Fatti e immaginazione
Paul Auster in una lettera all’amico Jonh Coetzee scrive: «Se la finzione si rivela reale dovremo ripensare la nostra definizione di realtà». Credo che questa affermazione sia l’essenza stessa della letteratura, che immagina altri mondi contando sulla sospensione del giudizio del lettore, e li immagina al fine di illuminare di senso l’unico in cui ci tocca vivere. Ma se il lettore deve sospendere il giudizio quando si immerge nelle pagine di un romanzo, il cittadino non dovrebbe mai farlo con i suoi rappresentanti.
Quest’anno è il centenario della morte di Giacomo Matteotti. In un intervento in parlamento, del 31 gennaio 1921, elencava le violenze fasciste e la presenza diffusa di bande armate per le città e i piccoli centri rurali della Bassa Padana.

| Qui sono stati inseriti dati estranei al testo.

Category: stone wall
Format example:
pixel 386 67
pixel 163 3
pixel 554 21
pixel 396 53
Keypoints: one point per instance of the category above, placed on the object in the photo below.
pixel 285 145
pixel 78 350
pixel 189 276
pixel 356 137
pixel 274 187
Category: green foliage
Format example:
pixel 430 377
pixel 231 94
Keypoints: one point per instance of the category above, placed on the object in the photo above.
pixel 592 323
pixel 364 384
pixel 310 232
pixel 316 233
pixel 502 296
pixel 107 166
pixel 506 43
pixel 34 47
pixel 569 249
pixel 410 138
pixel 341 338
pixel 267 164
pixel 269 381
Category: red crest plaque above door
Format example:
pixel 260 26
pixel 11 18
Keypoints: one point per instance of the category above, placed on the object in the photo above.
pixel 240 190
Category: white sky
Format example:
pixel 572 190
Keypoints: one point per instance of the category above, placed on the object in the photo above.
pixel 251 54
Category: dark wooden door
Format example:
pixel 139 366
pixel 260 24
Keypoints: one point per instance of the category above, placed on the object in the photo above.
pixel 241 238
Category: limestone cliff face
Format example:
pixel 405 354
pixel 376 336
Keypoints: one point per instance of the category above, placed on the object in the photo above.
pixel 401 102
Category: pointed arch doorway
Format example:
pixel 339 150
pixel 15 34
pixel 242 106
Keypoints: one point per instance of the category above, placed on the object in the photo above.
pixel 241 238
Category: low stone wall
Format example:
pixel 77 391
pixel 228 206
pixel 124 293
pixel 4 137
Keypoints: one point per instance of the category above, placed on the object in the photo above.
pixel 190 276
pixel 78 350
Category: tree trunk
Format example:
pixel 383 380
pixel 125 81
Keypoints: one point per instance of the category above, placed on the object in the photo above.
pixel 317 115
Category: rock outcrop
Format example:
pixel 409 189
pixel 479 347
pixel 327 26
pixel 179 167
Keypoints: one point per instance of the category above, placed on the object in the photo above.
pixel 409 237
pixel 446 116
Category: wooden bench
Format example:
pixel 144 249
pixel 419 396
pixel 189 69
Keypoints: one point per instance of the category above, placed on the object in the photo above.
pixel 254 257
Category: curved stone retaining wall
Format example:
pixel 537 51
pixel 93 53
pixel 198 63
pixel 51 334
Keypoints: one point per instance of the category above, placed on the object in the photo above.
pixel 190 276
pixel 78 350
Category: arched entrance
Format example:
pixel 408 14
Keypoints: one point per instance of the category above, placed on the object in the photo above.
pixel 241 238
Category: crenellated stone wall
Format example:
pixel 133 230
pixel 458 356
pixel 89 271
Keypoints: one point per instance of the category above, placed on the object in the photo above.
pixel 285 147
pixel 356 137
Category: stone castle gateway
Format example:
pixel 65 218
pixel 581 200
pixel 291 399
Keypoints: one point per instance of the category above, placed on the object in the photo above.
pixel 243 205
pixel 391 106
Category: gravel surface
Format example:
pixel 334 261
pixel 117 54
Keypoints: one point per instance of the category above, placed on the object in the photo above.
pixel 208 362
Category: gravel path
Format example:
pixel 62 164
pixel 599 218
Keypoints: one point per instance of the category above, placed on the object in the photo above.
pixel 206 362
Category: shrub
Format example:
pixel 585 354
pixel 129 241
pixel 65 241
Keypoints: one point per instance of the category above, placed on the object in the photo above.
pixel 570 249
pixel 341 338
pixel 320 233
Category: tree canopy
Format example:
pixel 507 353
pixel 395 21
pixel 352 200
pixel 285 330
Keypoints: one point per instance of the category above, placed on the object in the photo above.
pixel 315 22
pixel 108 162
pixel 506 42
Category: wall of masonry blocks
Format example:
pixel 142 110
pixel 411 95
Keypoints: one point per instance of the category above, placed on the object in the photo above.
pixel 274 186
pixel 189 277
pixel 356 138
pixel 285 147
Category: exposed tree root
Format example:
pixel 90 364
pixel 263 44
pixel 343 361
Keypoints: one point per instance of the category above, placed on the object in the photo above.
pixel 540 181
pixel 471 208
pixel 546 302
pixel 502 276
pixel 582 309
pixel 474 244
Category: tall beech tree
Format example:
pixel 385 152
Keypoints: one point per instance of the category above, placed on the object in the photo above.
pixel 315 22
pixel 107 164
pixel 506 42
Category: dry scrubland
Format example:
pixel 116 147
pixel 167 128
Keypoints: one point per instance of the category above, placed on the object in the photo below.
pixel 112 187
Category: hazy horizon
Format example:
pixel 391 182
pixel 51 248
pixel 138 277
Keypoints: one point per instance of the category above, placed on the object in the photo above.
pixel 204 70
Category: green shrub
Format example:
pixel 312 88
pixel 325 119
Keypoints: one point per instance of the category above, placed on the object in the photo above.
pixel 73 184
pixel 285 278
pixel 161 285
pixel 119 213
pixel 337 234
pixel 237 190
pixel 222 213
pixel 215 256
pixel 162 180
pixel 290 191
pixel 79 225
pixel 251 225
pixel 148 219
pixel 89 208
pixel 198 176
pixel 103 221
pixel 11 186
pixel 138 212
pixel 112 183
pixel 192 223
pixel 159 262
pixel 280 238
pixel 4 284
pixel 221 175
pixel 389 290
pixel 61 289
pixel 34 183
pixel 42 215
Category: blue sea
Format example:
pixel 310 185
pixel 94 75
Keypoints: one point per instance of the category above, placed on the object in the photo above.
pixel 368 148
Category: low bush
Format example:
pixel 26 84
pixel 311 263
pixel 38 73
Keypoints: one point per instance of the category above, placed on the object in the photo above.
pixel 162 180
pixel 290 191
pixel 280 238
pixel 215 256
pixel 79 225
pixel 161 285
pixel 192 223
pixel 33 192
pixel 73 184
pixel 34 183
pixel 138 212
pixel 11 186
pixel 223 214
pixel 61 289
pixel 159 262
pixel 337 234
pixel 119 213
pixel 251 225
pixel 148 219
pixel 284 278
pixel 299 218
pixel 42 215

Provocatoriamente incalzava i colleghi sostenendo che almeno le piccole testate fasciste avevano il coraggio di non occultare questi fatti e, infine, dava la sua interpretazione: «Nelle violenze fasciste non è da vedersi una pura e semplice ritorsione o risposta a singole e occasionali violenze proletarie (…). La verità è che la violenza e l’illegalità in cui si pone quella organizzazione armata, corrispondono, in questo momento, ad una supposto interesse della classe capitalistica. Il problema è tutto qui, onorevoli colleghi!».
Nei momenti migliori della nostra storia è successo che la politica abbia saputo figurarsi un mondo diverso, più giusto ed egualitario, ad esempio. Donne e uomini che, partiti dalla constatazione e dallo studio dei fatti, hanno avuto quel lampo di immaginazione necessario per raccontare una storia coinvolgente o tragica al punto da far credere a chi la ascoltava che valesse la pena partecipare con tutte le energie alla sua realizzazione e al suo cambiamento.